3.2. Image Quality and Diagnostic Accuracy

An overview of the image quality assessment is presented in Table 3. The overall image quality was significantly improved with Revolution Apex when images were reconstructed with DLIR (p = 0.017) compared to image sets performed with Revolution CT and conventional reconstruction with ASiR-V. For criterion (2) Visually sharp delineation of the vessel wall of the left anterior descending artery (LAD) (p = 0.001), criterion (5) Visualization of the myocardial septum between the right and left ventricle (p = 0.005), and criterion (6) Homogeneity in the left/right ventricle (p = 0.009) significant image quality improvements were found for Revolution Apex with DLIR. In the same criteria 2, 5, 6, and 7, no significant differences were found with Revolution Apex and conventional reconstruction with ASiR-V. Regardless of the CT scanner and the reconstruction method, no significant differences were found in criteria 1, 3, and 4 (sharp/clear delineation of the aortic wall, visually sharp delineation of the vessel wall of RCA and CX). Examples of the visual representation of the three different CCTA images from three of the patients is shown in Figure 1.
The diagnostic accuracy of the image sets performed with Revolution CT and ASiR-V was similar to those performed with Revolution Apex and ASiR-V with 69% of the images considered diagnostic and 31% non-diagnostic. However, with the use of Revolution Apex and DLIR, the diagnostic accuracy was improved with 88% of the images assessed as diagnostic and 12% as non-diagnostic. The reasons for the artifacts in non-diagnostic images are presented in Figure 2. It appears that the most frequently chosen reason for artifacts was motion closely followed by noise, except for the images performed with Revolution Apex and DLIR where only one of the artifacts in the image series was caused by noise.

3.3. Noise

The results of the ROI measurements are presented in Table 4. These results show a significant reduction in noise in the images performed with Revolution Apex DLIR compared to Revolution Apex ASiR-V. This was the case for both ROIAo (p ≤ 0.001) and ROIMyo (p = 0.015). However, there were no significant changes in noise when using the Revolution Apex ASiR-V compared to Revolution CT ASiR-V. In Table 5, the mean Hounsfield units (HU), noise, and signal-to-noise ratio (SNR) are presented. Comparing the mean noise values for Revolution CT ASiR-V versus Revolution Apex ASiR-V and Revolution Apex DLIR, respectively, only findings for comparation with Revolution Apex DLIR were statistically significant in both ROIAo and ROIMyo. Furthermore, we also compared Revolution Apex ASiR-V and Revolution Apex DLIR and found a statistically significant difference. Thus, the Revolution Apex DLIR-modality reduced noise significantly in both ROIAo and ROIMyo. Examples of this noise reduction are visualized in Figure 1. Making the same comparision for signal-to-noise ratio, we found the same pattern with af statistically significant difference in signal-to-noise ratio when comparing Revolution CT ASiR-V and Revolution Apex DLIR as wells as Revolution Apex ASiR-V and Revolution Apex DLIR. These stastically significant findings were made both in the ROIAo and ROIMyo. There was no statistically significant difference in SNR between Revolution CT ASiR-V and Revolution Apex ASiR-V in neither aorta nor the myocardium.

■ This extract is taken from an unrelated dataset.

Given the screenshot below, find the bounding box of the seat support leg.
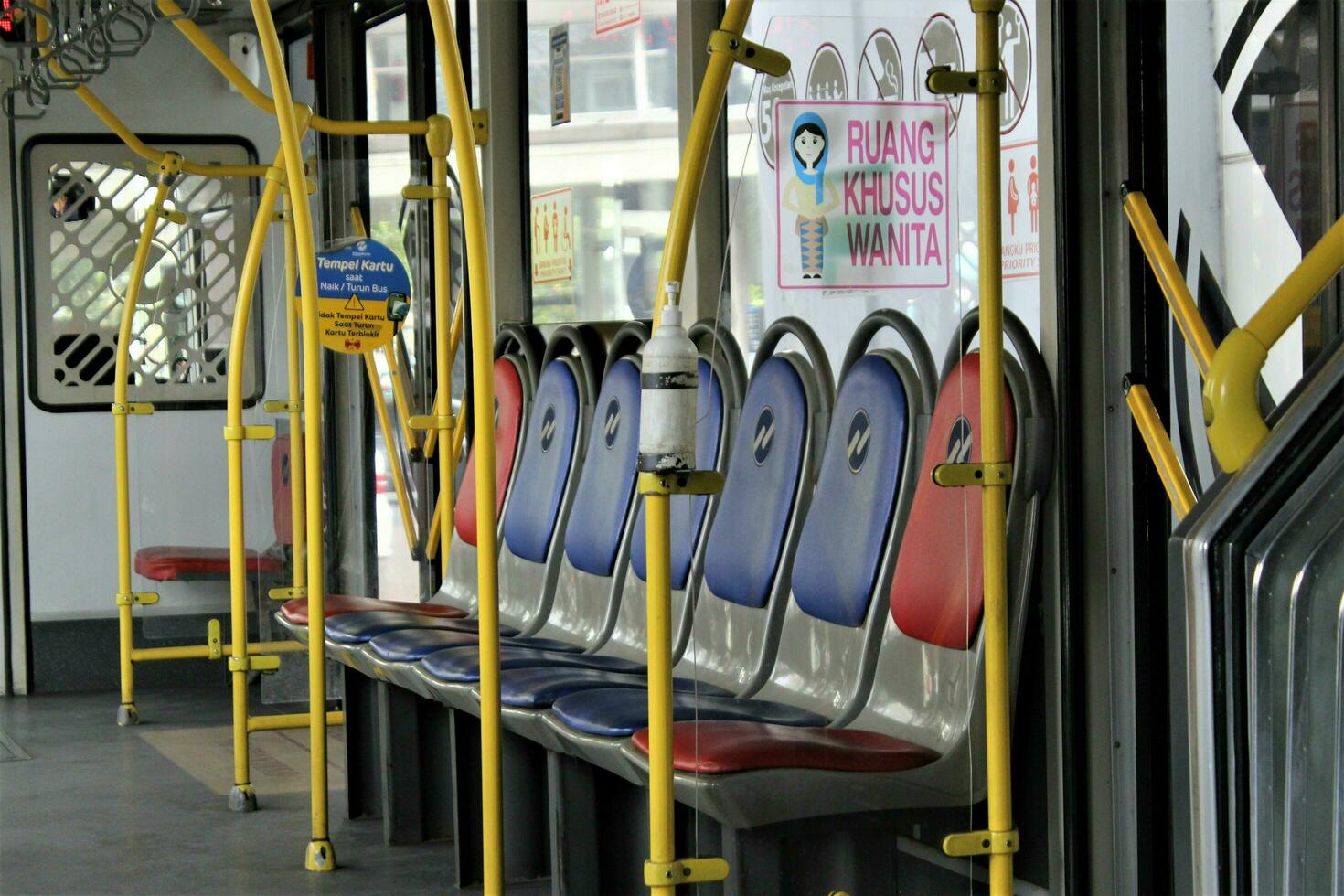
[452,710,549,887]
[341,667,383,818]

3.4. Intra- and Interreader Agreement

The results of the intra- and interreader agreement are shown in Bland–Altman plots in Figure 3. The intrareader agreement showed quite large variations with the following mean differences ± SD (and 95% limits of agreement) in total Likert scores: 0.000 ± 4.243 (−8.315–8.315) with Revolution CT ASiR-V, −1.833 ± 2.317 (−6.374–2.707) with Revolution Apex ASiR-V, and 0.000 ± 2.280 (−4.469–4.469) with Revolution Apex DLIR. The interreader agreement did, as well, show quite large variations with the following mean differences ± SD (and 95% limits of agreement) in total Likert scores: 2.500 ± 0.577 (1.368–3.632) with Revolution CT ASiR-V, 0.500 ± 1.732 (−2.895–3.895) with Revolution Apex ASiR-V, and 2.000 ± 1.826 (−1.578–5.578) with Revolution Apex DLIR.

3.5. Radiation Dose

In average, the patients received a 18.35% higher radiation dose with the Revolution Apex scanner (mean DLP = 187 mGy*cm) compared to the Revolution CT (mean DLP = 158 mGy*cm).

4. Discussion

This study demonstrates that, compared to the Revolution CT and ASiR-V reconstruction, the Revolution Apex in combination with DLIR significantly increases image quality, reduces noise, and raises diagnostic image quality in obese and very obese patients. When eliminating DLIR and looking at the new Quantix 160 X-ray tube alone with conventional ASiR-V, no statistical improvements were detected–not in image quality, nor in diagnostic accuracy or noise reduction.
One of the hypotheses of this study was that the combined effect of the Revolution Apex with DLIR would result in significantly improved image quality. The study found improvements in image quality and an average noise reduction of 41%. This finding is consistent with the study from Benz et al. (2020) who have found a substantial reduction in image noise of up to 43% and an increase in image quality of up to 138% when reconstructing with DLIR compared to ASiR-V [11]. Another important finding of the present study is the increased diagnostic value of DLIR with 88% of the image sets performed with DLIR being approved for diagnostic use compared to only 69% with ASiR-V. This result differs from that of Benz et al. (2020) who found the diagnostic accuracy of DLIR to be equal to that of ASiR-V. However, the definition of “diagnostic quality” in our study is limited to a subjective assessment, while Benz et al. have tested the diagnostic accuracy by comparing the CCTA diagnoses with ICA. Our study is based on a larger study population, and the results could imply a greater diagnostic accuracy with the use of DLIR in obese and very obese patients. Moreover, Benz et al. only included patients with a high burden of CAD which makes the generalizability of their findings limited to this patient group. This could pose an issue since the use of CCTA as a stand-alone diagnostic tool is recommended only in patients with low to intermediate risk of CAD. The present study examines a group of patients with low to intermediate risk of CAD and is the first clinical trial to test DLIR in obese and very obese patients. Hereby, it contributes to filling an important gap in our present knowledge. With these results, it is fair to suggest that some of the results that Benz et al. found in high-risk patients regarding improved image quality would also apply to low to intermediate risk patients.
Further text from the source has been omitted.